This script describes analysis on the ensemble of models generated by ReplicaExchange macro. See cluster analysis tutorial for the first part of the script and how to run it.


In [ ]:
import IMP
import IMP.pmi
import IMP.pmi.macros

In [ ]:
is_mpi=True  #run in parallel and requires mpi4py

model=IMP.Model()

First, construct the analysis class by indicating where the files are and whether you want to merge different runs together:

merge_directories is a list of directory names containing the different runs you want to merge together in the same analysis.

rmf_dir is the name of the directory where to find the rmfs

global_output_directory if the name of the directory where to find the rmfs and the stat files within the merge_directories

stat_file_name_suffix is the suffix name for the stat files in the directory(ies) /merge_directories/global_output_directory/


In [ ]:
mc=IMP.pmi.macros.AnalysisReplicaExchange0(model,
                  stat_file_name_suffix="stat",
                  merge_directories=["replica_exchange_directory_1","replica_exchange_directory_2"],
                  global_output_directory="/output/",
                  rmf_dir="rmfs/")

Second, list the features you want to extract from the stat files


In [ ]:
feature_list=["ISDCrossLinkMS_Distance_intrarb",
              "ISDCrossLinkMS_Distance_interrb",
              "ISDCrossLinkMS_Data_Score",
              "GaussianEMRestraint_None",
              "SimplifiedModel_Linker_Score_None",
              "ISDCrossLinkMS_Psi_1.0_",
              "ISDCrossLinkMS_Sigma_1_"]

Last, setup the clustering.

skip_clustering=True it will actually not perform the clustering at all, but it will exctract the best scoring models

prefiltervalue=300 this value indicates the upper-bound score value.
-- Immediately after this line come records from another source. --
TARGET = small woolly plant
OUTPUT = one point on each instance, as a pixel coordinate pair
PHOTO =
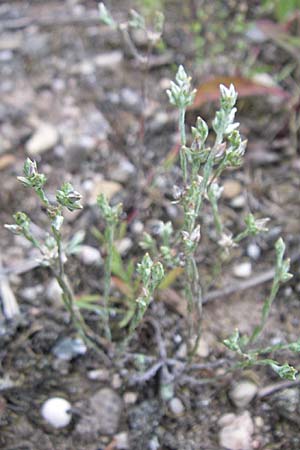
(201, 168)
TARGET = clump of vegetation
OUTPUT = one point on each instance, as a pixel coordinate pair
(201, 168)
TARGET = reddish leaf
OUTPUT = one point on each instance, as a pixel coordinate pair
(209, 91)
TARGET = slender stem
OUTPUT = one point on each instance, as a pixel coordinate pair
(183, 162)
(107, 278)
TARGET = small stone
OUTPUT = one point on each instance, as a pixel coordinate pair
(98, 375)
(242, 270)
(130, 398)
(242, 393)
(44, 138)
(232, 188)
(287, 402)
(54, 293)
(57, 412)
(124, 245)
(253, 251)
(89, 256)
(236, 431)
(68, 348)
(176, 406)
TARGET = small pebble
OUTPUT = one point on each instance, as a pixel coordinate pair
(242, 270)
(176, 406)
(57, 412)
(44, 138)
(242, 393)
(68, 348)
(253, 251)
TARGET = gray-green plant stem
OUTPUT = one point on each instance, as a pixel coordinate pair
(183, 161)
(215, 210)
(107, 278)
(266, 310)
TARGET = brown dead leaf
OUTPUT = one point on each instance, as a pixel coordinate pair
(209, 91)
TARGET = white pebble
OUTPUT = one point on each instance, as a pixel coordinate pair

It is needed for memory efficiency.

number_of_best_scoring_models number of best scoring models to be extracted

first_and_last_frames=[0,0.5] what portion of the trajectory you want to perform the analysis. For example, [0,0.5] means that you want to extract the best scoring models from the first half of the ensemble. [0.5,1.0] means from the second half.


In [ ]:
mc.clustering("SimplifiedModel_Total_Score_None",
              "rmf_file",
              "rmf_frame_index",
              prefiltervalue=300,
              number_of_best_scoring_models=100,
              skip_clustering=True,
              feature_keys=feature_list,
              first_and_last_frames=[0,0.5],
              is_mpi=is_mpi,
              get_every=1)